In our previous post, we discussed the different reasons that a model might fail under distribution shift. We found that fine-tuning a pre-trained model can address certain types of failures, but not others. In this post, we illustrate how one might operationalize this understanding to develop more robust models.
Recap: what are the failure modes that pre-training can and cannot address?
One reason that a model might fail under distribution shift is that it encounters examples that look unlike any it was exposed to during training. More concretely, a model trained to classify dogs vs. cats and trained only on photos taken during the day might struggle when presented with photos taken at night. In other words, the model may extrapolate poorly outside of the reference distribution.
Another reason is that the model’s training dataset contains biases. Suppose that in a cat vs. dog classification setting, cats mostly appear indoors and dogs mostly appear outdoors. A model might learn to rely on the indoor vs. outdoor setting when making predictions and fail when an animal appears in an unexpected environment.
In our work, we illustrate that, as a rule of thumb, pre-training can mitigate the former failure mode, but not the latter. Intuitively, pre-training can help with extrapolation by providing features that generalize across environments. However, when they are fine-tuned, pre-trained models are just as susceptible to learning undesirable biases as models trained from scratch.
How can we harness pre-training to develop robust models?
Let’s now try to apply this rule of thumb to develop a robust hair color classification model! We’ll be working with CelebA, a dataset of celebrity faces. In this dataset, hair color is spuriously correlated with other attributes (especially gender). For example, 24% of females are blond, while only 2% of males are blond.
If we naively train a model on this dataset, it will be biased towards predicting females as blond and males as non-blond. When we measure the worst-group accuracy—the minimum accuracy across blond females, blond males, non-blond females and non-blond males—we find that models trained from scratch on this dataset severely underperform on certain groups.
To visualize this, we plot the worst-group accuracy of models against their standard accuracy. We’d like worst-group accuracy to be close to standard accuracy; this would mean that a model performs similarly across groups. However, the worst-group accuracies of baseline models are well below their standard accuracies.
How can we solve this problem? Let’s first try fine-tuning a pre-trained model. We’ll measure its effective robustness (ER): the increase in worst-group accuracy over the baseline of models trained from scratch. Unfortunately, pre-training does not seem to help much.

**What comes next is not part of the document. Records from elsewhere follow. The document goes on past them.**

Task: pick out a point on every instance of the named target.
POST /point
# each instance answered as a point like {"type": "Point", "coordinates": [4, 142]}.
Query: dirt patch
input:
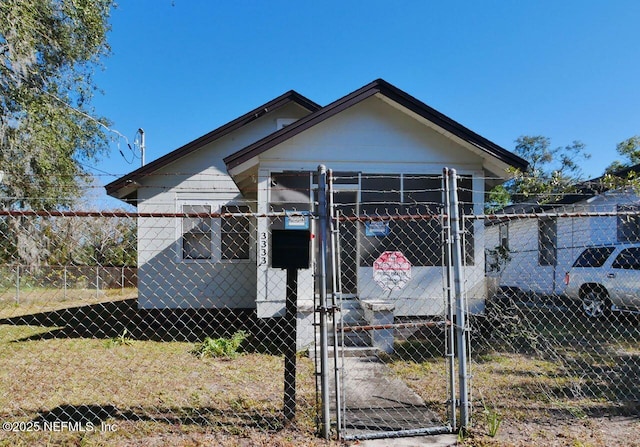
{"type": "Point", "coordinates": [591, 432]}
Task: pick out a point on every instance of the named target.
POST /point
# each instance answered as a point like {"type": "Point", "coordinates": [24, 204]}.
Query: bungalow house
{"type": "Point", "coordinates": [388, 150]}
{"type": "Point", "coordinates": [539, 243]}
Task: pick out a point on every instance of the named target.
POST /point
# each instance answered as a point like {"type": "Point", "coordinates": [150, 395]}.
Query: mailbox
{"type": "Point", "coordinates": [290, 249]}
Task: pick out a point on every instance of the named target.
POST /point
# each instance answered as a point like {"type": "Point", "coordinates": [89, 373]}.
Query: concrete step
{"type": "Point", "coordinates": [347, 351]}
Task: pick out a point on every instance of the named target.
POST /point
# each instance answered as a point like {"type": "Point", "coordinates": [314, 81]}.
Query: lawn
{"type": "Point", "coordinates": [91, 372]}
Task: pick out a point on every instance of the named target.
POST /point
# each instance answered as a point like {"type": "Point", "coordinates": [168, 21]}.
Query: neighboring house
{"type": "Point", "coordinates": [378, 138]}
{"type": "Point", "coordinates": [540, 250]}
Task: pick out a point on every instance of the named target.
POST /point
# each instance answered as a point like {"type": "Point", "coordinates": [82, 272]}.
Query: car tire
{"type": "Point", "coordinates": [596, 304]}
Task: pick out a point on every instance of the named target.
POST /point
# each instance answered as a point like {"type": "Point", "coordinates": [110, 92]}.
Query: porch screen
{"type": "Point", "coordinates": [416, 203]}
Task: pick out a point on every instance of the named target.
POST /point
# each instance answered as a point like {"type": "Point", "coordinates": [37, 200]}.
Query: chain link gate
{"type": "Point", "coordinates": [392, 282]}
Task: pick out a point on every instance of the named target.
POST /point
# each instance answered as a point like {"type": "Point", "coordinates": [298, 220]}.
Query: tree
{"type": "Point", "coordinates": [630, 150]}
{"type": "Point", "coordinates": [551, 173]}
{"type": "Point", "coordinates": [49, 50]}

This is consistent with our previous finding that pre-training cannot address harmful biases in the reference dataset. How then can we avoid these dataset biases? One option is to curate a de-biased dataset in which hair color is uncorrelated with other attributes.

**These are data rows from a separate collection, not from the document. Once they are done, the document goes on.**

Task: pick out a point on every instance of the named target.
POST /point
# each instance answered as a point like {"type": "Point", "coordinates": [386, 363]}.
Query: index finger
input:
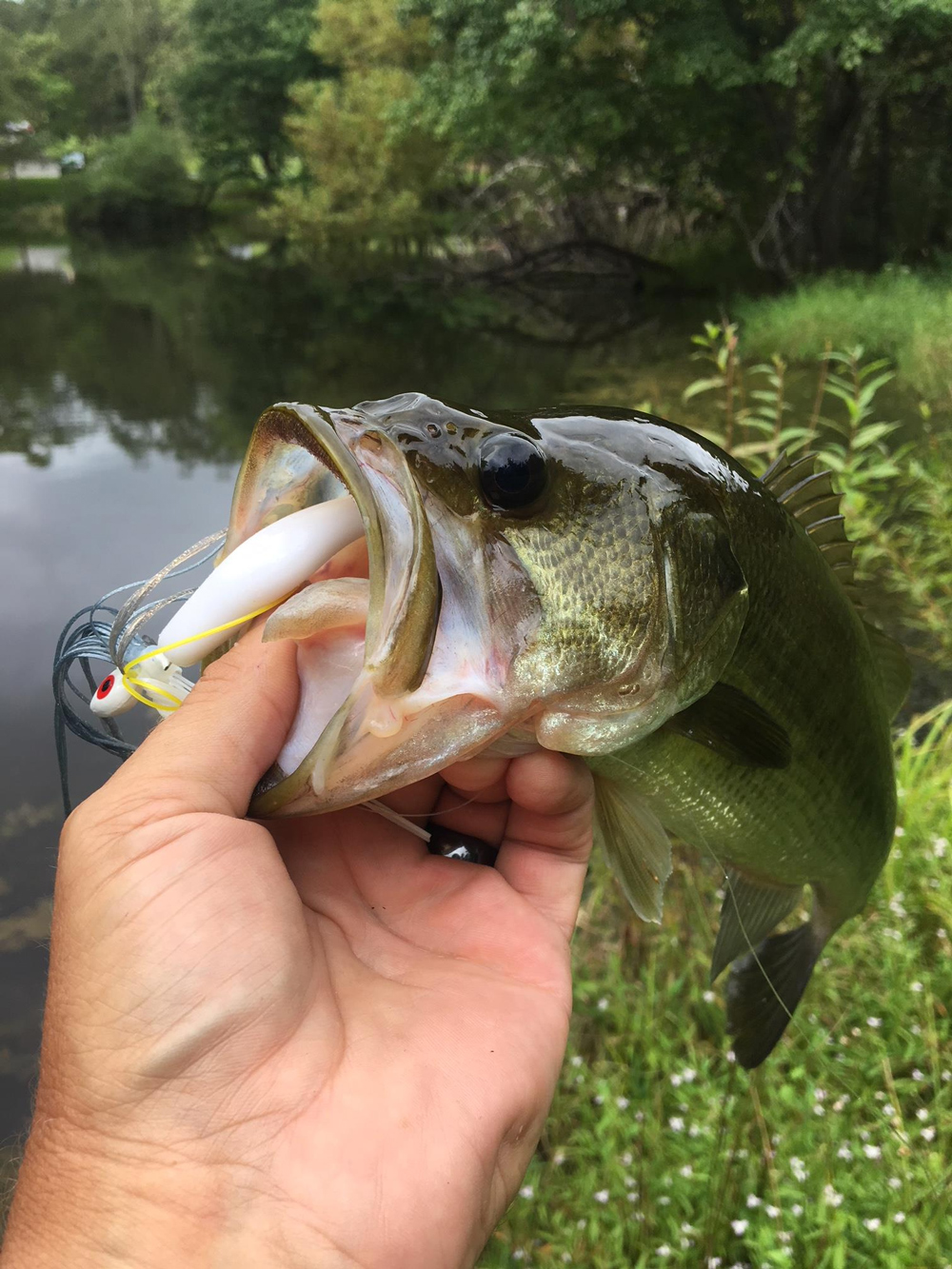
{"type": "Point", "coordinates": [547, 841]}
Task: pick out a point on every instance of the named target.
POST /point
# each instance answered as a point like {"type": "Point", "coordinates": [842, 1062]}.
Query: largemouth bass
{"type": "Point", "coordinates": [605, 584]}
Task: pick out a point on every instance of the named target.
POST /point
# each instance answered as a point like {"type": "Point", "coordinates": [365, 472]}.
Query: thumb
{"type": "Point", "coordinates": [211, 753]}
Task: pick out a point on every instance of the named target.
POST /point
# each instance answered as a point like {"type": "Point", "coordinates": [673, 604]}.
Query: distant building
{"type": "Point", "coordinates": [34, 169]}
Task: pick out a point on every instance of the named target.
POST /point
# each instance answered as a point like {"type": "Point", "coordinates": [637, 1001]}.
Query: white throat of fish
{"type": "Point", "coordinates": [404, 636]}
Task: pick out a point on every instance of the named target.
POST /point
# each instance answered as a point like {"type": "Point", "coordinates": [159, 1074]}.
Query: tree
{"type": "Point", "coordinates": [235, 91]}
{"type": "Point", "coordinates": [371, 178]}
{"type": "Point", "coordinates": [803, 121]}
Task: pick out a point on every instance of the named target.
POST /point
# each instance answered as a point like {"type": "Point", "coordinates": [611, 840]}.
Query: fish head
{"type": "Point", "coordinates": [529, 580]}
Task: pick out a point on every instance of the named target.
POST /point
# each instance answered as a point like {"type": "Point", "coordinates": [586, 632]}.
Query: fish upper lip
{"type": "Point", "coordinates": [404, 583]}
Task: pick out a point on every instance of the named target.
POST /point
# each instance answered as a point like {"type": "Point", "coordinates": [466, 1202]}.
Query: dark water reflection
{"type": "Point", "coordinates": [129, 386]}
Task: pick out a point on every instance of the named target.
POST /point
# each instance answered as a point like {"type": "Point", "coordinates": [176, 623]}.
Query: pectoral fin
{"type": "Point", "coordinates": [748, 914]}
{"type": "Point", "coordinates": [635, 844]}
{"type": "Point", "coordinates": [734, 726]}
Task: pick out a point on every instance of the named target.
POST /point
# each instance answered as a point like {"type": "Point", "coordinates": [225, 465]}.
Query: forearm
{"type": "Point", "coordinates": [82, 1207]}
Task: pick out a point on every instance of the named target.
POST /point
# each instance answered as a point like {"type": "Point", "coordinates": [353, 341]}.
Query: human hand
{"type": "Point", "coordinates": [307, 1043]}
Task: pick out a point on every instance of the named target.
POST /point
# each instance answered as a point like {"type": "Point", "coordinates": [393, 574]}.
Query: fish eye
{"type": "Point", "coordinates": [512, 472]}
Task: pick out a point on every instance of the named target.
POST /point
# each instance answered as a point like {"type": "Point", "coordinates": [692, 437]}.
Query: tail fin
{"type": "Point", "coordinates": [764, 989]}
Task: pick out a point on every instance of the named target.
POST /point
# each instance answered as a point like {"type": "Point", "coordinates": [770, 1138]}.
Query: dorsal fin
{"type": "Point", "coordinates": [809, 495]}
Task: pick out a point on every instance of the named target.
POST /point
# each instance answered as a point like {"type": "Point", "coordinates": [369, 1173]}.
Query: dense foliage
{"type": "Point", "coordinates": [796, 127]}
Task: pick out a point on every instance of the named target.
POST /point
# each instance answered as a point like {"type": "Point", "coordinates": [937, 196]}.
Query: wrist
{"type": "Point", "coordinates": [90, 1204]}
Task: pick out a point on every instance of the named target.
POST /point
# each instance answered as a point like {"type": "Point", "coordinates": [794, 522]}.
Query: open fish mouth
{"type": "Point", "coordinates": [400, 669]}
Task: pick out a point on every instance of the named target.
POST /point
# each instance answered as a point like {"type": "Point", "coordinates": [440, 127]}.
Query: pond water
{"type": "Point", "coordinates": [129, 386]}
{"type": "Point", "coordinates": [129, 382]}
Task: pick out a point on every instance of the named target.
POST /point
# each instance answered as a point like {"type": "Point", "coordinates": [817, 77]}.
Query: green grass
{"type": "Point", "coordinates": [904, 315]}
{"type": "Point", "coordinates": [837, 1154]}
{"type": "Point", "coordinates": [661, 1151]}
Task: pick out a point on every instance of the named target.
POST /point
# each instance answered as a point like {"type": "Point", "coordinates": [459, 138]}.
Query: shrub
{"type": "Point", "coordinates": [137, 186]}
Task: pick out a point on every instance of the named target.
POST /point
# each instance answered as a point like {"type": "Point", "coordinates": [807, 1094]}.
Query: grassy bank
{"type": "Point", "coordinates": [32, 208]}
{"type": "Point", "coordinates": [661, 1151]}
{"type": "Point", "coordinates": [898, 312]}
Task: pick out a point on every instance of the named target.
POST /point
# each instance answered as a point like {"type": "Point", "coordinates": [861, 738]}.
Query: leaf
{"type": "Point", "coordinates": [700, 386]}
{"type": "Point", "coordinates": [872, 431]}
{"type": "Point", "coordinates": [870, 389]}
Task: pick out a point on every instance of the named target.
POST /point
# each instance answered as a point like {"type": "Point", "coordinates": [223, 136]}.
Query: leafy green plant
{"type": "Point", "coordinates": [137, 183]}
{"type": "Point", "coordinates": [897, 496]}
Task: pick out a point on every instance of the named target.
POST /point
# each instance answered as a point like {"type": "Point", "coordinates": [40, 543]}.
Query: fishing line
{"type": "Point", "coordinates": [836, 1075]}
{"type": "Point", "coordinates": [101, 632]}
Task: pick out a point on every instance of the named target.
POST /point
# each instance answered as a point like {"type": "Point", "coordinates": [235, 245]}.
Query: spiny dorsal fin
{"type": "Point", "coordinates": [635, 844]}
{"type": "Point", "coordinates": [809, 495]}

We’re now faced with another challenge: curating a large, diverse and de-biased dataset might be really difficult and/or resource-intensive. This time, though, pre-training can help! If we can rely on pre-training for extrapolation, we might only need a small, non-diverse fine-tuning dataset, which would be more feasible to de-bias. Let’s try to create such a de-biased fine-tuning dataset.
To ensure that hair color is uncorrelated with other attributes, we pair real images from CelebA with synthesized “counterfactual examples” of the opposite class. These counterfactuals depict the same individual but with a different hair color. Hence, attributes besides hair color are equally represented among the blond and non-blond populations. We restrict this dataset to just 64 examples and only females to illustrate that it does not need to be large or diverse.

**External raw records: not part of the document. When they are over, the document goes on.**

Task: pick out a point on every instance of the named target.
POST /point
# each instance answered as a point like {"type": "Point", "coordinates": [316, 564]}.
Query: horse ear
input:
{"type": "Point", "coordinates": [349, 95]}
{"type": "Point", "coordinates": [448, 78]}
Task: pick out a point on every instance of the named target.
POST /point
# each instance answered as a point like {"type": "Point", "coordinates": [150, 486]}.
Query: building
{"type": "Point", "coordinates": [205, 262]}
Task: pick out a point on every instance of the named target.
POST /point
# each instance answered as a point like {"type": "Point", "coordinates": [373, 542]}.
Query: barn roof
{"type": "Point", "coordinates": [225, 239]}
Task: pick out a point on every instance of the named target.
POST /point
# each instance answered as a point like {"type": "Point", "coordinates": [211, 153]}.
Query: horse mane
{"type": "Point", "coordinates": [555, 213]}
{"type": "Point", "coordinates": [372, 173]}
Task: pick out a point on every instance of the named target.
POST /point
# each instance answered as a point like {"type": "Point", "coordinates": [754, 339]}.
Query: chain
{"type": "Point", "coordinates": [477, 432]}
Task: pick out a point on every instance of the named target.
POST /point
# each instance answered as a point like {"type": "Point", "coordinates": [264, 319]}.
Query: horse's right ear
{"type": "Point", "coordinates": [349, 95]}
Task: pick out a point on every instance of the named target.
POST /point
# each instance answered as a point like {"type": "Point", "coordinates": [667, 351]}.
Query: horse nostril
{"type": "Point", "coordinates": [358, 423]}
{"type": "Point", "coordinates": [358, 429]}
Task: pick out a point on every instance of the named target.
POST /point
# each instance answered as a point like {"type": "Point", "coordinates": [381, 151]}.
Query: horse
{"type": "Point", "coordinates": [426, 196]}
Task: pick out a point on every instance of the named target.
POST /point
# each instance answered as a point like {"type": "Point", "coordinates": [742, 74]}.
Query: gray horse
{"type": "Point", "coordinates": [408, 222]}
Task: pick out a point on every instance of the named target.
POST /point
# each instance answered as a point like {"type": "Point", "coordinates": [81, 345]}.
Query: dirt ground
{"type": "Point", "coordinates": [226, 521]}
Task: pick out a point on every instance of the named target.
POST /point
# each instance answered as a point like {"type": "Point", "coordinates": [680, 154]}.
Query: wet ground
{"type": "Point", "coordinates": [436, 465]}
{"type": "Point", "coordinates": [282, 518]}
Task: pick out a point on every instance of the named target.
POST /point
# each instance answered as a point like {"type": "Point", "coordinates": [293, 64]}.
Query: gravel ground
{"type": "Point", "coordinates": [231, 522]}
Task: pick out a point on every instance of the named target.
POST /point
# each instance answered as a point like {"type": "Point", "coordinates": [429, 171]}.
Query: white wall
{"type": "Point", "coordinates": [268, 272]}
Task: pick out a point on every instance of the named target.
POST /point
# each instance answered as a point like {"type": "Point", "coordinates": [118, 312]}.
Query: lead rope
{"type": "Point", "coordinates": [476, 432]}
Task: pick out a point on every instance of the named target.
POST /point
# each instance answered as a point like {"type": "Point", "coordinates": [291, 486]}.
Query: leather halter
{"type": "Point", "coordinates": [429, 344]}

When we fine-tune a pre-trained model on this curated dataset, we obtain a robust and performant model!
Finally, note that pre-training is crucial to make this strategy work; when we train models from scratch on our curated dataset, they are substantially less robust and performant, even with (a lot) more examples!
Conclusion
In this post, we apply our intuition about how pre-training can improve robustness to develop a robust model for hair color classification. More generally, our intuition suggests that when fine-tuning a pre-trained model, carefully curating a small, non-diverse but de-biased dataset can be an effective strategy to develop robust and performant models.